Since the attacks in Sri Lanka, there are fears of a backlash among the country’s small Muslim community and there have been alarming attacks by mobs who have unleashed their anger against a group of Pakistani refugees from minority Christian and Ahmadi Muslim backgrounds. The refugees were forced to seek safety in Sri Lanka after their communities were repeatedly attacked by sectarian armed groups in Pakistan.
Next month, Sri Lanka will mark 10 years since the internal conflict – which saw crimes under international law and other serious human rights violations and abuses – came to an end. Over the past decade, Sri Lanka has made some important progress in terms of human rights. With peace returning, it has opened its doors to outsiders, welcoming tourists and refugees.

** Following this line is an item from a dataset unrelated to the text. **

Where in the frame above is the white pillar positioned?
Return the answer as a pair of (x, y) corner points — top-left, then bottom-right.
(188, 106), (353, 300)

“It is important that the general population, made up of Christians, Muslims, Buddhists, Hindus and people of other backgrounds feel safe to return to their places of work and worship without fear of coming under attack again. The last thing Sri Lanka needs is a return to the days when violence was allowed to tear asunder the precious bonds that unite this island’s many communities,” said Biraj Patnaik.
Amnesty International is calling on its supporters to show solidarity with the victims of the Easter Sunday massacre in Sri Lanka by posting messages of support on social media, organizing vigils outside the Sri Lankan embassy in their country or at churches that share the names of the three churches that were attacked in Sri Lanka: St. Anthony’s, St. Sebastian’s and Zion church.
“St. Anthony’s Church in Colombo was one of the three churches attacked last Sunday. It is a place valued not just by Catholics but people of all faiths. There will be no greater rebuke to the horrific violence of the attackers than to see people of diverse backgrounds pay tribute to this symbol of tolerance and pluralism,” said Biraj Patnaik.